Retailers prepare for the impact
Biesterfeld said that “Anything you name, it seems like there is a shortage somewhere,” “Retailers are having trouble replenishing inventory as fast they sell, let alone preparing for holiday demand.
According to S&P Global Panjiva analysis, supply chains were covered on almost two-thirds of the approximately 7,000 earnings calls worldwide in July. This is an increase from 59% last year.
Consumer goods producers are taking drastic steps to meet demand — such as changing where products are made and moving them by plane instead of the boat — but companies such as shoemaker Steve Madden (SHOO) say they’re already missing out on sales because they simply don’t have enough goods.
In an effort to reduce delivery times, half of the company’s women’s product has been moved to Mexico and Brazil.
“In terms of supply chain…we could talk about it all day. On an earnings call last month, CEO Edward Rosenfeld stated that there are many challenges around the world. Both in the US as well as China, there is congestion at ports. Factory covid outbreaks are common. It is difficult to get containers. “We could go on and forth.”
This is one of many major apparel brands that have been affected by factory closures in Vietnam in the last month. S&P Global Panjiva data shows that almost 40% of all goods imported to the United States by the sea in the twelve months to July were from Southeast Asia.
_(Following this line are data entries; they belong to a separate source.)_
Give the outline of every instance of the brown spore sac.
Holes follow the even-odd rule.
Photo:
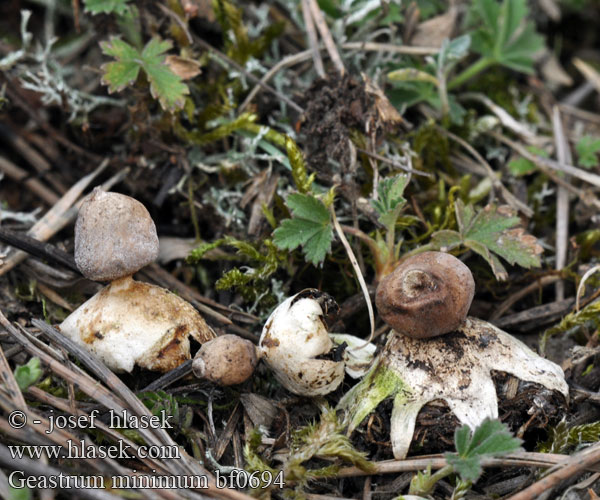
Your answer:
[[[428,338],[456,330],[474,294],[475,281],[465,264],[447,253],[423,252],[385,276],[375,300],[380,316],[396,332]]]
[[[95,188],[75,223],[75,263],[96,281],[132,275],[158,257],[158,236],[139,201]]]
[[[256,348],[237,335],[221,335],[204,344],[192,363],[194,375],[218,385],[245,382],[258,363]]]

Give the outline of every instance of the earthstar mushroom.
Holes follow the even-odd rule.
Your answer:
[[[445,269],[444,263],[447,261],[439,255],[427,256],[424,260],[431,265],[441,263],[440,269]],[[418,262],[421,266],[423,261]],[[427,270],[430,276],[435,276],[436,272]],[[435,282],[433,279],[431,281]],[[432,287],[429,280],[425,280],[425,283],[417,290],[420,289],[427,298]],[[382,282],[380,286],[387,285]],[[407,303],[419,302],[419,293],[408,295]],[[394,304],[389,304],[386,302],[388,294],[380,294],[379,290],[377,296],[377,306],[385,311],[385,321],[386,318],[394,318],[394,307],[399,308],[398,314],[404,314],[406,303],[394,299]],[[446,296],[446,300],[453,299],[450,295]],[[444,304],[432,303],[429,306],[430,314],[420,315],[423,326],[407,328],[407,323],[402,322],[404,335],[395,330],[398,326],[396,321],[388,324],[393,329],[383,351],[365,377],[338,404],[338,409],[347,411],[349,432],[388,397],[394,398],[390,438],[394,456],[398,459],[406,456],[417,415],[431,401],[445,401],[462,424],[474,429],[485,418],[498,417],[492,370],[535,382],[568,399],[569,390],[560,366],[541,358],[513,336],[483,320],[467,318],[456,327],[457,318],[449,315],[447,328],[440,329],[440,325],[436,325],[435,331],[454,331],[433,338],[411,338],[406,335],[406,330],[412,333],[429,331],[428,318],[432,317],[435,321],[439,319],[439,315],[433,311],[436,307],[444,310]],[[408,324],[415,321],[416,318],[410,318]]]
[[[156,227],[137,200],[95,188],[75,224],[75,263],[89,279],[111,281],[60,325],[60,331],[111,370],[169,371],[190,359],[189,336],[215,335],[194,307],[164,288],[134,281],[158,255]]]

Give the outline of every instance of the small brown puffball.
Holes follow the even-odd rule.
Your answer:
[[[218,385],[241,384],[258,363],[256,347],[237,335],[221,335],[200,347],[192,363],[194,375]]]
[[[132,275],[158,257],[158,236],[139,201],[96,187],[75,224],[75,263],[91,280]]]

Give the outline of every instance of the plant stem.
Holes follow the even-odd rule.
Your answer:
[[[192,226],[194,226],[196,242],[200,242],[202,238],[200,237],[200,224],[198,224],[196,206],[194,205],[194,181],[191,176],[188,178],[188,203],[190,205],[190,216],[192,219]]]
[[[435,474],[431,475],[426,481],[423,482],[422,485],[420,485],[419,488],[413,489],[413,486],[411,485],[408,493],[409,495],[428,495],[431,490],[433,490],[435,483],[437,483],[440,479],[444,479],[446,476],[449,476],[453,472],[454,468],[451,465],[446,465],[438,470]]]
[[[455,89],[459,87],[467,80],[473,78],[476,74],[481,73],[484,69],[489,66],[495,64],[495,61],[489,57],[482,57],[479,61],[471,64],[467,69],[465,69],[462,73],[455,76],[450,83],[448,83],[448,90]]]

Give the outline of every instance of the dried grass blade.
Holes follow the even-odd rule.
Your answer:
[[[94,375],[96,375],[101,382],[106,384],[110,389],[112,389],[117,396],[119,396],[127,405],[128,411],[133,412],[138,416],[147,416],[151,417],[152,413],[144,403],[140,401],[140,399],[127,387],[119,377],[117,377],[113,372],[111,372],[102,362],[100,362],[95,356],[85,351],[77,344],[75,344],[71,339],[64,337],[57,330],[47,325],[43,321],[34,319],[32,323],[38,327],[42,332],[44,332],[50,339],[52,339],[55,343],[66,349],[70,354],[75,356],[79,361],[81,361]],[[140,429],[141,431],[142,429]],[[167,431],[162,428],[157,429],[148,429],[152,434],[152,440],[158,440],[159,443],[168,446],[176,445],[175,441],[169,436]],[[174,462],[176,463],[176,462]],[[184,467],[192,473],[201,473],[208,474],[200,464],[194,462],[189,455],[185,452],[181,453],[181,463]]]
[[[596,92],[600,92],[600,73],[581,59],[574,59],[573,64],[587,78],[588,82],[594,86]]]
[[[2,314],[2,313],[0,312],[0,314]],[[10,366],[8,364],[6,356],[4,356],[4,350],[2,349],[1,345],[0,345],[0,375],[2,376],[2,380],[4,381],[4,384],[6,385],[8,394],[9,394],[10,398],[12,399],[14,405],[21,410],[24,410],[25,408],[27,408],[27,403],[25,403],[25,398],[23,397],[23,394],[21,393],[21,389],[19,388],[19,384],[17,383],[17,380],[15,379],[15,376],[14,376],[12,370],[10,369]]]
[[[565,136],[560,110],[554,106],[552,110],[552,128],[554,129],[554,144],[556,157],[560,163],[573,163],[569,143]],[[565,176],[568,181],[568,176]],[[558,186],[556,194],[556,270],[560,271],[567,263],[567,245],[569,243],[569,191],[564,186]],[[556,300],[565,298],[565,282],[557,281],[555,285]]]
[[[49,205],[56,203],[58,195],[42,184],[38,179],[29,178],[27,171],[15,165],[12,161],[0,156],[0,171],[17,182],[22,182],[32,193],[44,200]]]
[[[331,36],[331,32],[327,27],[327,22],[325,21],[325,16],[323,16],[323,12],[321,12],[321,7],[317,3],[317,0],[308,0],[308,6],[310,7],[310,11],[317,25],[317,29],[321,34],[321,38],[323,39],[323,43],[325,43],[325,47],[327,48],[327,52],[329,53],[329,57],[337,69],[340,75],[344,75],[346,73],[346,68],[344,68],[344,63],[342,62],[342,58],[340,57],[340,53],[338,52],[337,47],[335,46],[335,41]]]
Adidas CEO Kasper Rosted stated that the company would not be able to meet the “strong demand for its products” in the second half due to the closures. However, Adidas has moved production to other regions.
On a recent earnings call, he stated that supply chain problems have led to “significant delays and increased logistics costs” as a result of our increased use of airfreight.
Crocs CEO Andrew Rees stated that the transit time from Asia to the majority of the company’s major markets is approximately twice what it was in the past. He stated that this has been true for some time and that he expects investors to accept it.
Hasbro, the company behind Monopoly and My Little Pony said that it will increase the number of ocean carriers to ensure product availability for the holiday season. It also plans to use more ports to speed up deliveries and source more products from multiple countries earlier.
The supply chain crisis is likely to lead to higher prices for consumers. Hasbro, for instance, is raising prices to offset rising freight costs and commodities costs. According to Deborah Thomas, chief financial officer, the company projects that its ocean freight costs will average 44% higher this year than last.
The delivery time may be extended and shoppers might need several gift ideas.
Biesterfeld stated, “As we have been anticipating for months,” that holiday shoppers will see empty shelves. Buy most of your gifts online before the deadline. Delivery can take up to six weeks.